When a person does good things with his hands, whether ethical mitzvos or ritual mitzvos, he elevates and raises up his hands, bringing them to a higher place of holiness. On the other hand, when he does undesirable things, he lowers and degrades his hands.
This is also one of the reasons that the village elders would rinse their hands in the local river when they would do the Egla Arufa ritual. (This ritual was done in ancient Israel if a body would be found in the field between two villages, and none of the elders from either village knew who killed the victim.) They would recite the words, “Our hands did not spill this blood,” expressing their desire to wash their hands of the sin. As the commentators put it: “Just as our hands are clean, so too are we clean of this body.”

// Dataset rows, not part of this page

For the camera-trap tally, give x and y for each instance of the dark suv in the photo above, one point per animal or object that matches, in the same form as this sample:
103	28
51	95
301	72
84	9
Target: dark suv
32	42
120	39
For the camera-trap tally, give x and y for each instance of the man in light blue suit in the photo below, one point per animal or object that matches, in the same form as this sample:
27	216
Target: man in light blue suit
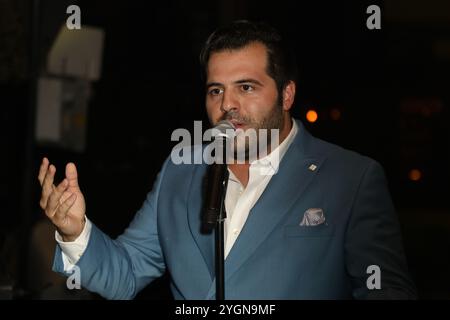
322	226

In like manner, the blessing of the people by the Kohanim is referred to as “the lifting of the palms”—meaning that when the Kohen blesses the people, his hands need to be “clean.”
And just like the rest of Judaism, this concept is not a detached intellectual concept. Judaism believes that the heart follows the actions—for example, when we put up a mezuzah, it’s not enough to just look at the mezuzah and remember G-d, but one should kiss the mezuzah. Another example is the Cup of Elijah at the Passover Seder table—it’s not enough to pray and hope that Elijah the Prophet arrives to report the Redemption; we actually pour him a real cup of wine.

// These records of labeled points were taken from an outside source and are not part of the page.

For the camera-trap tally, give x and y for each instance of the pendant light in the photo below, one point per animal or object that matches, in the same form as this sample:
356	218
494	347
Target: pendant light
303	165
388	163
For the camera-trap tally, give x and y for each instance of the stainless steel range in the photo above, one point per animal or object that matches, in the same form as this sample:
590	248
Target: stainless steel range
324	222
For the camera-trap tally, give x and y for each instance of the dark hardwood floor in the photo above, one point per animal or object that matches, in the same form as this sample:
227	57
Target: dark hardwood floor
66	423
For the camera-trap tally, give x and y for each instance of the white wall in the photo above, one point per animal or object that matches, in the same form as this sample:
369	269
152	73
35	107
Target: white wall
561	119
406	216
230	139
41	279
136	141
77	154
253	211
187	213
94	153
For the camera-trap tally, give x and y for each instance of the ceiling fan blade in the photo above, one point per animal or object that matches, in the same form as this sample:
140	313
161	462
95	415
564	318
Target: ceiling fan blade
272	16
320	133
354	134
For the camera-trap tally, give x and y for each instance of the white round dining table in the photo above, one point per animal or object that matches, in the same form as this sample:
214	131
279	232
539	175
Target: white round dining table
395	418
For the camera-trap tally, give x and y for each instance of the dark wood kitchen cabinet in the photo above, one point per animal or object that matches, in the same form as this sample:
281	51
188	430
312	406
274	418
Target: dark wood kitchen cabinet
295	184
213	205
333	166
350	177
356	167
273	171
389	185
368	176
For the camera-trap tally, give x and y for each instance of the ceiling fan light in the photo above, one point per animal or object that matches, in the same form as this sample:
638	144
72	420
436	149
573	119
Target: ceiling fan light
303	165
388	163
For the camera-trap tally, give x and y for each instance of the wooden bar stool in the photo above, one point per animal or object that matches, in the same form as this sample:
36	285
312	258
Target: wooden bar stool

It’s the same thing with the concept of making our hands holy—the concept is not a detached intellectual concept, but rather, one that is connected to a tangible, physical mitzvah, the mitzvah of physically washing the hands with physical water.
That’s also why Sephardic Jews have the custom of kissing the rabbi’s hand—because if the rabbi’s hand is holy, then he is truly a spiritual person.
The Previous Lubavitcher Rebbe once pointed out that as soon as a person gets up in the morning, the first thing that happens is that all the worries of the day pounce upon him or her: How will my business do? How will I get to work? What will my boss say? Will I be able to pay my bills on time?
The Previous Rebbe taught that this is why we wash our hands precisely at that moment—because when we take a second to stop and remember the G-d Who gave us life, we also remember that the same G-d will give us our livelihood.
The same concept applies to washing the hands before prayer and eating. This physical action forces us to switch from the material world to the spiritual world, and to remind us that we are about to do something spiritual, something holy.
My friends, while COVID reminded us to wash our hands, let us take a spiritual lesson here and be very careful to keep our hands spiritually clean.